R.I.P. Mitch Lucker.


My nominee for musical genius of the current decade

When you move to the realm of traditional metal and hard rock, truly great vocalists are always a rarity.  Genre conventions (and subsidies for “raw creativity” and intimidation factor) fly off into the wind, and in their place a high bar is raised for pure spirit and physical vocal chords.  A handful of the classic bands are still operating (e.g. the obligatory giants; Metallica, Megadeth, Maiden, Priest).  I guess Down is still relevant.  Maybe.  Corey Taylor has completely sold out with Stone Sour, but is still an imposing force in Slipknot.  Other than C. Taylor, M. Shadows and possibly P. Emeritus, there is only one true genius-level vocalist who rose to prominence in the current century– and that’s Jill Janus of Huntress.  Not only is Jill Janus a compelling singer with a powerful voice, but she is a musical genius in the traditional sense.  To find a singer who delivers so many indelible, original hooks with such intensity, one must go straight to the classics.

Hard rock’s late 60s/70s voices like Robert Plant, Jim Morrison, Grace Slick, John Fogerty and Janis Joplin, and 90s voices like Maynard James Keenan, Layne Staley, Kurt Cobain, Glenn Danzig, Billy Corgan and Tori Amos, achieved their place in the rock pantheon by virtue of pleasing vocal timbre, melody, pathos, and a fathomless worldly and spiritual wisdom.  They are outside the realm of metal (arguably, Ozzy belongs in this group as much as among the metal gods, infra).

To find the kind of pure puissance and adrenalized energy prized by traditional metal, you have to go to the thrash titans (Hetfield, Mustaine) or to Rob Halford, Dio, Bon Scott, Lemmy, Axl Rose, Pepper Keenan, and Manowar’s Eric Adams.  Jill Janus belongs in the ranks of the Metal Gods, the only singer of the decade to earn that accolade in my book.  For metal or rock to receive a boon like this is a phenomenal blessing!  The militant mobilization of this blog is in part a reaction to the fact that Huntress is not on the cover of Rolling Stone yet.

Janus gets my vote for most relevant metal genius of the decade so far. The most viable competition would be Papa Emeritus (not that you only get one great new singer in a decade– these two bands compliment each other).

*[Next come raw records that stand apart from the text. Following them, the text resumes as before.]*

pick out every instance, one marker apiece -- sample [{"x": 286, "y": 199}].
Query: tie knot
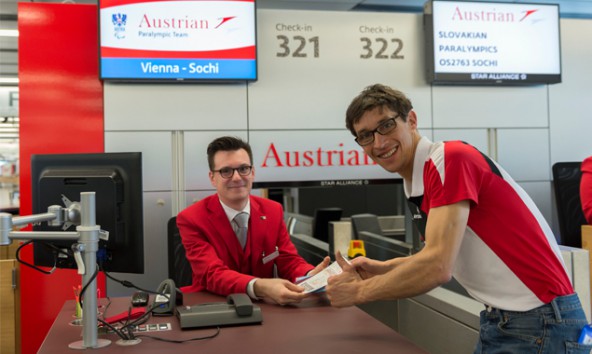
[{"x": 242, "y": 219}]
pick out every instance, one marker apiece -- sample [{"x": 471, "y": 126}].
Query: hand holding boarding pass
[{"x": 318, "y": 281}]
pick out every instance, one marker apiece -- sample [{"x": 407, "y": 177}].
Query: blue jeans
[{"x": 553, "y": 328}]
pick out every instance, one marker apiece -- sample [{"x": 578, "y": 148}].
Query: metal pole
[{"x": 89, "y": 239}]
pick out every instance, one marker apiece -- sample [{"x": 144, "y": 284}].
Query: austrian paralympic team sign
[{"x": 178, "y": 40}]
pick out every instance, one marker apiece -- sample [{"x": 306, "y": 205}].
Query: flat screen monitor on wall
[
  {"x": 169, "y": 40},
  {"x": 489, "y": 43},
  {"x": 116, "y": 179}
]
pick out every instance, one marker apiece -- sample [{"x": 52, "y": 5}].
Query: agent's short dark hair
[
  {"x": 374, "y": 96},
  {"x": 227, "y": 143}
]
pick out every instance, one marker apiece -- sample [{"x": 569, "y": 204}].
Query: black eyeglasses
[
  {"x": 228, "y": 172},
  {"x": 367, "y": 137}
]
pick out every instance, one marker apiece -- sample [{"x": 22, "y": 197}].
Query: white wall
[{"x": 298, "y": 104}]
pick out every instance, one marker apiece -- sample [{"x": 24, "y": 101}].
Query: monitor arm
[{"x": 87, "y": 237}]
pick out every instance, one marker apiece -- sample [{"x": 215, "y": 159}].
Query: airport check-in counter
[{"x": 444, "y": 320}]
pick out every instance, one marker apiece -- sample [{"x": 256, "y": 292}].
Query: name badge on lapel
[{"x": 270, "y": 257}]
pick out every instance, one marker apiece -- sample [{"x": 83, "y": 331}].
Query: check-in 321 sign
[{"x": 298, "y": 46}]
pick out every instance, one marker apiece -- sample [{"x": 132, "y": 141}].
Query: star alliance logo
[{"x": 119, "y": 22}]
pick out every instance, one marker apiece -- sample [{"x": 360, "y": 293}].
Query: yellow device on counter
[{"x": 356, "y": 249}]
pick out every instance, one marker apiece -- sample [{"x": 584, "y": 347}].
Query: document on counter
[{"x": 318, "y": 281}]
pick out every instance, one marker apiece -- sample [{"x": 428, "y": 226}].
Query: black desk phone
[
  {"x": 242, "y": 304},
  {"x": 237, "y": 310}
]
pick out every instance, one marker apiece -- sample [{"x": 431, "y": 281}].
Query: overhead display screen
[
  {"x": 492, "y": 43},
  {"x": 189, "y": 40}
]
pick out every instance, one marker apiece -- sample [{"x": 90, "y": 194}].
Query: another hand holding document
[{"x": 318, "y": 281}]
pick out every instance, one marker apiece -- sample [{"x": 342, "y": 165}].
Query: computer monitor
[
  {"x": 116, "y": 178},
  {"x": 320, "y": 223},
  {"x": 311, "y": 250}
]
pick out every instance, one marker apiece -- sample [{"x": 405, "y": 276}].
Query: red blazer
[{"x": 218, "y": 261}]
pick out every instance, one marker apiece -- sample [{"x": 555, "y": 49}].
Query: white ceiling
[{"x": 8, "y": 16}]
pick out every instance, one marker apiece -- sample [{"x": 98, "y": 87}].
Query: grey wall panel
[
  {"x": 157, "y": 212},
  {"x": 175, "y": 106},
  {"x": 301, "y": 89},
  {"x": 524, "y": 153},
  {"x": 542, "y": 195},
  {"x": 489, "y": 107},
  {"x": 570, "y": 101},
  {"x": 156, "y": 151},
  {"x": 475, "y": 137}
]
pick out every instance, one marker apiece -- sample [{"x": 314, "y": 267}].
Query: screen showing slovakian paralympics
[{"x": 177, "y": 40}]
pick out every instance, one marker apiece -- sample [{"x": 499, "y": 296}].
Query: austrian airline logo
[
  {"x": 493, "y": 15},
  {"x": 119, "y": 21},
  {"x": 527, "y": 13}
]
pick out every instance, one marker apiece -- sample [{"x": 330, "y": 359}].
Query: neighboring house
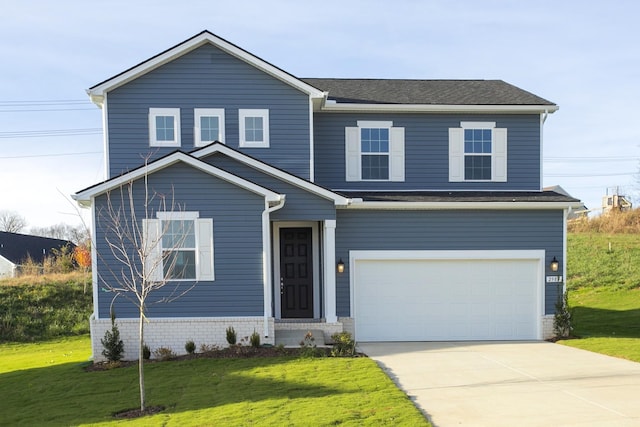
[
  {"x": 16, "y": 249},
  {"x": 576, "y": 212},
  {"x": 394, "y": 209},
  {"x": 616, "y": 202}
]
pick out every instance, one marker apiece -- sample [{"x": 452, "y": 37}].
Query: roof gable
[
  {"x": 97, "y": 92},
  {"x": 218, "y": 147},
  {"x": 85, "y": 196},
  {"x": 457, "y": 94},
  {"x": 17, "y": 247}
]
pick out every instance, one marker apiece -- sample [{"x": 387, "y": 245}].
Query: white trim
[
  {"x": 436, "y": 108},
  {"x": 329, "y": 262},
  {"x": 94, "y": 262},
  {"x": 354, "y": 154},
  {"x": 97, "y": 92},
  {"x": 164, "y": 112},
  {"x": 275, "y": 172},
  {"x": 105, "y": 136},
  {"x": 177, "y": 215},
  {"x": 434, "y": 255},
  {"x": 84, "y": 196},
  {"x": 374, "y": 124},
  {"x": 245, "y": 113},
  {"x": 199, "y": 113},
  {"x": 477, "y": 125},
  {"x": 359, "y": 204},
  {"x": 312, "y": 168},
  {"x": 267, "y": 257},
  {"x": 315, "y": 248}
]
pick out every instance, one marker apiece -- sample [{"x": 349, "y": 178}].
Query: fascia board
[
  {"x": 84, "y": 197},
  {"x": 462, "y": 205},
  {"x": 433, "y": 108},
  {"x": 98, "y": 91},
  {"x": 270, "y": 170}
]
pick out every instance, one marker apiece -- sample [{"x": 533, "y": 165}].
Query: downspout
[
  {"x": 543, "y": 118},
  {"x": 266, "y": 264}
]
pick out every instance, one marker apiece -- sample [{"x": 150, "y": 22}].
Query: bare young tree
[
  {"x": 138, "y": 254},
  {"x": 12, "y": 222}
]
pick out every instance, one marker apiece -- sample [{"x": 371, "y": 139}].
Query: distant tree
[
  {"x": 12, "y": 221},
  {"x": 78, "y": 234}
]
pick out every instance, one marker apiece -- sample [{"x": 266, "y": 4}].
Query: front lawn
[
  {"x": 45, "y": 384},
  {"x": 607, "y": 320}
]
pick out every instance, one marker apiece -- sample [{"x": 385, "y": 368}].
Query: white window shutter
[
  {"x": 152, "y": 250},
  {"x": 456, "y": 154},
  {"x": 205, "y": 249},
  {"x": 397, "y": 154},
  {"x": 499, "y": 155},
  {"x": 352, "y": 154}
]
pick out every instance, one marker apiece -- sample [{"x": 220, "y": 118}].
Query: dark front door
[{"x": 296, "y": 275}]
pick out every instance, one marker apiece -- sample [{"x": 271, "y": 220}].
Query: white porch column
[{"x": 329, "y": 234}]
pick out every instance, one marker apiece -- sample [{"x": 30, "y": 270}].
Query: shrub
[
  {"x": 255, "y": 339},
  {"x": 113, "y": 345},
  {"x": 164, "y": 353},
  {"x": 344, "y": 345},
  {"x": 308, "y": 346},
  {"x": 232, "y": 338},
  {"x": 562, "y": 318}
]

One night I was a little stoned and heard Papa Emeritus’s voice on “From the Pinnacle to the Pit”. I immediately saw it as something sinister, and reminiscent of my favorite singer ever, Layne Staley. But unlike, say, that humdrum chart-topping band that named itself after an AIC song (in addition to borrowing AIC’s logo and then additional inspiration from Mad Season), there was nothing derivative here, just a genuine voice that at moments echoed another genuine voice (come to think of it, that’s how I feel about William DuVall.  I think Cantrell did a good job finding a voice sufficiently similar but at the same time different from Layne’s– different faces of one much bigger soul).

Ghost has achieved fairly widespread popularity, by which is demonstrated that no reason exists to believe the world isn’t ready for Huntress (or for that matter Blood Ceremony).  Don’t fight the genius the way I fought grindcore’s shining star.  If you give Huntress’ new album Static a fair shot, you will agree.  And if I can learn to worship Scott Hull, you can surely learn to worship Jill Janus.